Once that episode of KD has completely resolved, the chance of a child developing KD again is very low. Studies show that only a small number of children (less than 2%) ever experience a second episode.

Question 6.

If a child has recovered from KD and their heart is normal, are there any other health problems they might face later in life, like autoimmune conditions?

If a child was appropriately treated with timely IVIg, had no coronary artery involvement, and inflammation fully resolved, most children will not experience ongoing problems related to KD.

KD does not appear to significantly increase the lifetime risk for other autoimmune conditions (such as lupus, rheumatoid arthritis, inflammatory bowel disease or multiple sclerosis). Large follow-up studies have not shown a consistent or strong association, and the immune system changes have not been shown to result in clinically meaningful disease if no recurrent or chronic inflammation occurs.

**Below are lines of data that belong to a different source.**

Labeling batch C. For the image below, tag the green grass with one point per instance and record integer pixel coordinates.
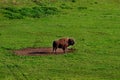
(95, 28)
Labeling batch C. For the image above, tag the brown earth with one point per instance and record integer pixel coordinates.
(41, 51)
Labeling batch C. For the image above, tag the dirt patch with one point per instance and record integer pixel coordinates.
(40, 51)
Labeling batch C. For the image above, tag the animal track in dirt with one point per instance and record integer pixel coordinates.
(41, 51)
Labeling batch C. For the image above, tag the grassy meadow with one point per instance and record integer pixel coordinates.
(95, 26)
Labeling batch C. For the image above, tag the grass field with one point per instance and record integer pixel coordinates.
(95, 26)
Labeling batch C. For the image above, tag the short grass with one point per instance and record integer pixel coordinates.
(96, 31)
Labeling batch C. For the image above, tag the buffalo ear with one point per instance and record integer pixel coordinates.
(71, 42)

Children who fully recover typically have normal immune function after resolution and do not have higher rates of infections, allergies or chronic inflammatory conditions. If ongoing inflammation or recurrent KD episodes occur, re-evaluation with a specialist including counselling may help you understand these issues specifically for your child and family.

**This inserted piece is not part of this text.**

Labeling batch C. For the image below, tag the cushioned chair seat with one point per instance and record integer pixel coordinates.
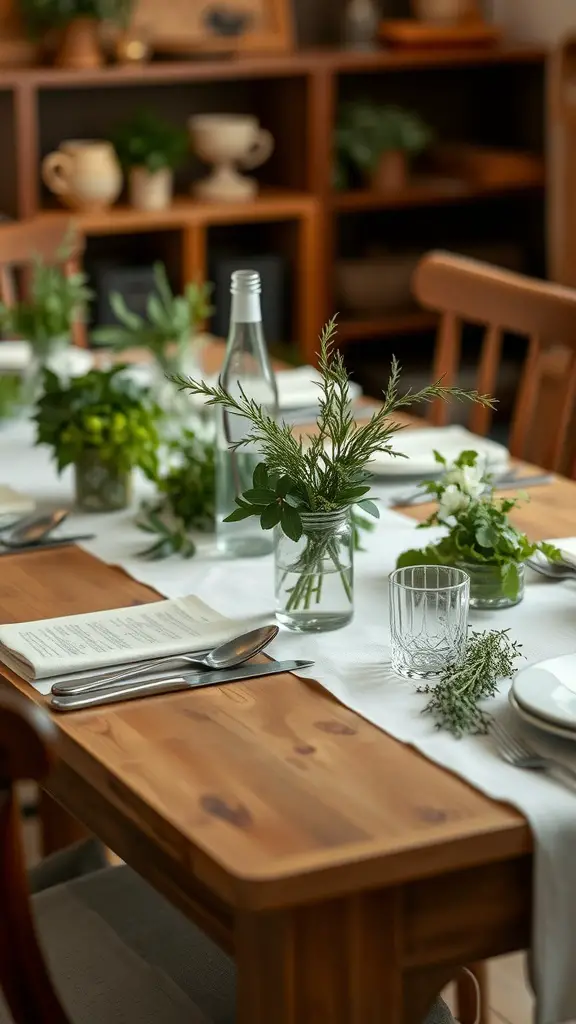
(119, 953)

For all children whose echocardiograms (an ultrasound scan that shows how the heart muscle and heart vessels are working) are normal during and after KD, long-term cardiovascular outcomes are considered similar to the general population.

As clinicians, we would recommend that children and families take a proactive approach to long-term cardiovascular health and wellbeing to improve lifelong cardiometabolic risk. This includes heart-healthy habits including regular exercise, balanced diet, avoiding smoking and vaping, screening and management for diabetes and high blood pressure, manage cholesterol levels, avoid alcohol consumption and maintaining a healthy weight.

If, however, there was evidence of during or after KD of coronary artery dilatation (widening), aneurysms (see question 7) or heart dysfunction, children are considered to be at an increased lifetime risk of heart complications and the advice of your local cardiologist should be followed.

Stay Updated on Immunoglobulin Research in Australia

optimalcre
Jul 22, 2024
2 min read

Are you interested in staying up to date with the latest advancements in immunoglobulin research in Australia? Look no further than Optimal CRE, a Center for Research Excellence that is at the forefront of immunoglobulin research in the country.

Optimal CRE is committed to bringing together researchers from all corners of Australia to collaborate and innovate in the field of immunoglobulin research. Their website serves as a hub for all things related to their work, providing a wealth of resources for those interested in learning more about this important area of study. One of the key features of the Optimal CRE website is its news section, which regularly updates visitors on the latest research findings, breakthroughs, and developments in the field of immunoglobulin research. By staying tuned to this section, visitors can stay informed and engaged with the latest advancements in the field. In addition to the news section, the website also features an events calendar that highlights upcoming conferences, seminars, and other events related to immunoglobulin research. This is a great way for researchers and stakeholders to stay informed about opportunities to network, collaborate, and learn from others in the field. For those looking to dive deeper into the world of immunoglobulin research, the website's resource library is a treasure trove of research publications and presentations from Optimal CRE-affiliated studies. Visitors can access a wealth of information that can help inform their own research and contribute to the advancement of the field. Overall, the Optimal CRE website is a valuable resource for anyone with an interest in immunoglobulin research in Australia. By staying updated on the latest research, events, and resources available through the website, visitors can be at the forefront of this important area of study.